July’s National Rent Report, by Rentals.ca and Bullpen Research, shows Red Deer finished with the least expensive monthly rent for a one-bedroom home at $872 and two-bedroom at $1,022. The list features 32 different cities across the country.

The average monthly rent costs for all Canadian properties listed on Rentals.ca in July was $1,771, which is up $1 over June, but down 8.1 per cent compared to 2019. The small national increase was the first time the average rent increased since September 2019.

Month-over-month, rent costs were up in Red Deer in July for a one-bedroom and a two-bedroom. But rent was down year-over-year for a one-bedroom by 16.3 per cent and for a two-bedroom by 13.4 per cent.

Year-over-year, Red Deer average monthly rents for apartments and condominium rentals in July were down 14 per cent.

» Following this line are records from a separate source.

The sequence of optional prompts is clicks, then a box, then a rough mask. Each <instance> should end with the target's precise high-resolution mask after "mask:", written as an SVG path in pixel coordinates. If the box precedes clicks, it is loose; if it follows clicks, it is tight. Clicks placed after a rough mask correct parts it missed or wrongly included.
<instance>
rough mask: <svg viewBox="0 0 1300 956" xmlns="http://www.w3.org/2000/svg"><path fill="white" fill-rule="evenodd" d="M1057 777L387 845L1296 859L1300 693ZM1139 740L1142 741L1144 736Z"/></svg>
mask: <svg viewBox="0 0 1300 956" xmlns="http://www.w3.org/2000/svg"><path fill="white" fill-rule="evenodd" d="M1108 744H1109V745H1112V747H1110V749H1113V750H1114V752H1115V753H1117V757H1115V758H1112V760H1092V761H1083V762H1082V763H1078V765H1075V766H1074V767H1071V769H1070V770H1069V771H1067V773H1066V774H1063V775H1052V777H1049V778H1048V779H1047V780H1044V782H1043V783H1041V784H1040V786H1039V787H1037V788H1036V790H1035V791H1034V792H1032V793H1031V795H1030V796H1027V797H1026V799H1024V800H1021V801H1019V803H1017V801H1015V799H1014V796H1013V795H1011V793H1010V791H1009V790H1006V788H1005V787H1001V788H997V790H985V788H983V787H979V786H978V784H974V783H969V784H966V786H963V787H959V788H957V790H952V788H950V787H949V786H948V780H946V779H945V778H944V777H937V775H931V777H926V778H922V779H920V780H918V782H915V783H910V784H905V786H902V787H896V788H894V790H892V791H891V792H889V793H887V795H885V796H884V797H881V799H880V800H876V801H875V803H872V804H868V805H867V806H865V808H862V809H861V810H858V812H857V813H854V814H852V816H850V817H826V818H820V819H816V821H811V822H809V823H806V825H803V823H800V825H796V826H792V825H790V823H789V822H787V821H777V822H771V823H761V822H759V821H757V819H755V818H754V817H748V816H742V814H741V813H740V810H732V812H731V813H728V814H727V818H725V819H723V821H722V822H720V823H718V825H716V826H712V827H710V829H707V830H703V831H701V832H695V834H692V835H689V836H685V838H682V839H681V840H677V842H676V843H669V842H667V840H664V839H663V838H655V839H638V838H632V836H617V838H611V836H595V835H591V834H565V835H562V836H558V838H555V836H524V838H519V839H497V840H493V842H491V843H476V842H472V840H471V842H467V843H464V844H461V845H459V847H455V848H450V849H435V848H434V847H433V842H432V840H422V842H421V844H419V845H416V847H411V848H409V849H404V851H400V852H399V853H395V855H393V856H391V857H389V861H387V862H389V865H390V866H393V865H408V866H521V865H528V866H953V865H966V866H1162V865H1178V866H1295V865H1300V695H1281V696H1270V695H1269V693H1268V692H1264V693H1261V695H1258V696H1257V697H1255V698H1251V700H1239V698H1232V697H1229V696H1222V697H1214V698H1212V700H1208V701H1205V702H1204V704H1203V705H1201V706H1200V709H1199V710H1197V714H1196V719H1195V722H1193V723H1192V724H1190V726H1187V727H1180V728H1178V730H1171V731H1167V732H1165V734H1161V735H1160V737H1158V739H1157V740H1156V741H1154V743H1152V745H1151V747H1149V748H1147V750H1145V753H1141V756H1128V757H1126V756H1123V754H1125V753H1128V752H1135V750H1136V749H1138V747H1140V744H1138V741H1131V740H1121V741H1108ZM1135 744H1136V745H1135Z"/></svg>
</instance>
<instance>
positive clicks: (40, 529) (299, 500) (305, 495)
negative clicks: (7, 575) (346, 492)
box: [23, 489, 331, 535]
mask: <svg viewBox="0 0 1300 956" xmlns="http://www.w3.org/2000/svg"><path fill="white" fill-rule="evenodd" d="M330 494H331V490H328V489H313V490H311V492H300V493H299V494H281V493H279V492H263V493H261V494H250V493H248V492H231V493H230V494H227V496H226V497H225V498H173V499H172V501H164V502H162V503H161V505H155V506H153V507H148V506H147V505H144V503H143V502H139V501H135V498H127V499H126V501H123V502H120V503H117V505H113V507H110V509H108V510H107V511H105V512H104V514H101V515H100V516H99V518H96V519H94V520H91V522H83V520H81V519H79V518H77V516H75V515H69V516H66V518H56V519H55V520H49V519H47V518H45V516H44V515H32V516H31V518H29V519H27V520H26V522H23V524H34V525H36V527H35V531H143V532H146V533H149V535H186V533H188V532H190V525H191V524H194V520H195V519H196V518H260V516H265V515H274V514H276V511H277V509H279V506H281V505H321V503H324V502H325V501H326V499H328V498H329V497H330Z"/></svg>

Calgary had the 21st most-expensive average monthly rent for a one-bedroom home in July at $1,194 and 22nd for average monthly rent for a two-bedroom at $1,446.

Edmonton had the 24th most-expensive average monthly rent in July for a one-bedroom home at $1,050 and for average monthly rent for a two-bedroom at $1,295.

Grande Prairie was 27th on the list for monthly rent for a one-bedroom home was $995 and it was $1,193 for a two-bedroom.

Lethbridge came in 28th on the list with average monthly rent in July for a one-bedroom home at $956 and 30th for average monthly rent for a two-bedroom at $1,117.

On a provincial level, Alberta average monthly rents were $1,228, up $8 from June $8. But rents were down year-over-year by $94.

According to the report, almost every major city and former municipality experienced a decline in average rents year-over-year for apartments and condominium rentals, except Montreal where average rents were up 11 per cent year over year in July.

“With the exception of Montreal, rental rates are flat or declining in most major metropolitan areas in Canada,” said Matt Danison, CEO of Rentals.ca.

“Some tenants are looking for larger units in less affluent areas to accommodate their work-from-home needs.”

Ben Myers, Bullpen Research and Consulting president, said the COVID-19 pandemic has Canadians “rethinking” their housing needs.

“For many tenants their home has gone from simply a place to rest their head, to their home office and day-care space,” said Myers.